Mensch Jürgen, du bist wieder mal so herrlich ehrlich


----------



## Badener (2. Aug. 2008)

*AW: Hier ist unser Gartenteich oder auch Koiteich mit Teichfilter Eigenbau.*

Hallo zusammen,
ich verfolge diese Diskusion um die Teichfilter von "algenschreck" schon eine ganze Weile.
Ich bin Teichneuling und habe mich sehr intensiv mit dem Filterbau beschäftigt, und im Netz sehr viel darüber gelesen. Unter anderem bin ich auch auf die Seite von Algenschreck gestoßen und habe mir den Filter angeschaut. Leider kannte ich damals dieses Forum noch nicht. Letztlich habe ich mich auch für einen Tonnenfilter ( 4 Tonnen rund mit je 300 Liter ) entschieden, diesen aber wesentlich effizienter ausgeführt und bin mit dem Ergebniss immer noch nicht zufrieden.

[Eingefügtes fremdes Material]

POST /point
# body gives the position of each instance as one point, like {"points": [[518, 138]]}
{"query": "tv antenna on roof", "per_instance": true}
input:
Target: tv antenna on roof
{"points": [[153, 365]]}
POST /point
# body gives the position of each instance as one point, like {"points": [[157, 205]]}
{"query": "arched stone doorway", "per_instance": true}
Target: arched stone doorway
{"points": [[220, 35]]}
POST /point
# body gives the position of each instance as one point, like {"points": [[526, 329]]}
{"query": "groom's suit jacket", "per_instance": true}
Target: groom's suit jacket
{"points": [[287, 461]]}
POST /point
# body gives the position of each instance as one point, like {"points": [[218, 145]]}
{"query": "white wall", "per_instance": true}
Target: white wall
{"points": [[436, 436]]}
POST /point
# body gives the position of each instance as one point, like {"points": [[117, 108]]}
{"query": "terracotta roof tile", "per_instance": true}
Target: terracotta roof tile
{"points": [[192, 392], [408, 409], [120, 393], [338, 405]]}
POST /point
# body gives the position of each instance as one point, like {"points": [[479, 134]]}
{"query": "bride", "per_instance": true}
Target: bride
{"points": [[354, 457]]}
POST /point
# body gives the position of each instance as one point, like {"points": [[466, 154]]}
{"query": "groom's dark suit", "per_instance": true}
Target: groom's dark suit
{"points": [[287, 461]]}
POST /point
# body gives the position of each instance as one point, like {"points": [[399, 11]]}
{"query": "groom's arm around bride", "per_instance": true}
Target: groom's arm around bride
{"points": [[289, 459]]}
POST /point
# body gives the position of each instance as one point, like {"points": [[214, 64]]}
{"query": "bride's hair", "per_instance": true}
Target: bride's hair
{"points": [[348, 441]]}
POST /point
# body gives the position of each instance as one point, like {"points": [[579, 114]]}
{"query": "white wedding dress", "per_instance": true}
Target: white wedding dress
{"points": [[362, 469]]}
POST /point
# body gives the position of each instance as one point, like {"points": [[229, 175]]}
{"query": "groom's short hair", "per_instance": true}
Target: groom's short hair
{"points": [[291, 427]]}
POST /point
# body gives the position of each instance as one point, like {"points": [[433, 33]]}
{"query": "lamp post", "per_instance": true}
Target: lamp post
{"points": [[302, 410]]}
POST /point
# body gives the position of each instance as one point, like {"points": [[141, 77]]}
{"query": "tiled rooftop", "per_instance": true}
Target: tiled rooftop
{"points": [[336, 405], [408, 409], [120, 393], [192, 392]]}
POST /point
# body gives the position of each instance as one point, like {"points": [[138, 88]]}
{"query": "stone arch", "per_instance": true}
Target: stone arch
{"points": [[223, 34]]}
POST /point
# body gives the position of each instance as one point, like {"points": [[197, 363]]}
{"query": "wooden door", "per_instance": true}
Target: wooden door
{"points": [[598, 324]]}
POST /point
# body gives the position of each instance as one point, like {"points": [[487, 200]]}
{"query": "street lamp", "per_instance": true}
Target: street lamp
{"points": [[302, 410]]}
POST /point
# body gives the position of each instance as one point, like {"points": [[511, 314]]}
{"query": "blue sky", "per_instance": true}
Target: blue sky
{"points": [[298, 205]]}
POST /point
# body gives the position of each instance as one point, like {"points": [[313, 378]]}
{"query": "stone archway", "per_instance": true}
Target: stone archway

*Hier meine persönliche Meinung:*
Alles was Jürgen-V in einem anderen Thread 





> https://www.hobby-gartenteich.de/foru...d.php?t=17495´


 über die Wirkungsweise bzw. Nichtwirkung geschrieben hat geht völlig in Ordnung. Hier wird versucht einen nicht ausreichend funktionsfähigen Filter als einen "Topfilter" anzupreisen, und diesen auch noch teuer zu verkaufen. Als ich Algenschrecks Bauanleitung als unwissender Teichneuling durchlas, kamen selbst mir erhebliche Zweifel was die Filterwirkung anbelangt.
Wenn ich mir dann noch das Gästebuch von Algenschreck anschaue mit den vielen sehr zufriedenen Kunden, na ja wer`s glaubt.
Ich persönlich finde es super wenn solche Leute wie Jürgen-V Teichneulinge infomieren was Schrott ist und was funktioniert. Warum soll Jürgen Teichneulinge bewusst ins verderben rennen lassen wenn er solche primitive, überteuerten Filter sieht und davor warnt. Wie schon geschrieben, habe ich mich sehr viel im Vorfeld über Filter im Netz belesen und kann heute sagen es war fast nur Schrott dabei. Jeder der denkt etwas über Filter zu wissen und diese dann auch noch zufällig gleich baut und verkauft wirbt doch im Netz damit. Wie soll hier ein Teichneuling noch durchblicken welcher Eigenbaufilter wirklich was taugt.
Ich kann nur sagen: Jürgen mach weiter so, die Teichneulinge werden es Dir Danken.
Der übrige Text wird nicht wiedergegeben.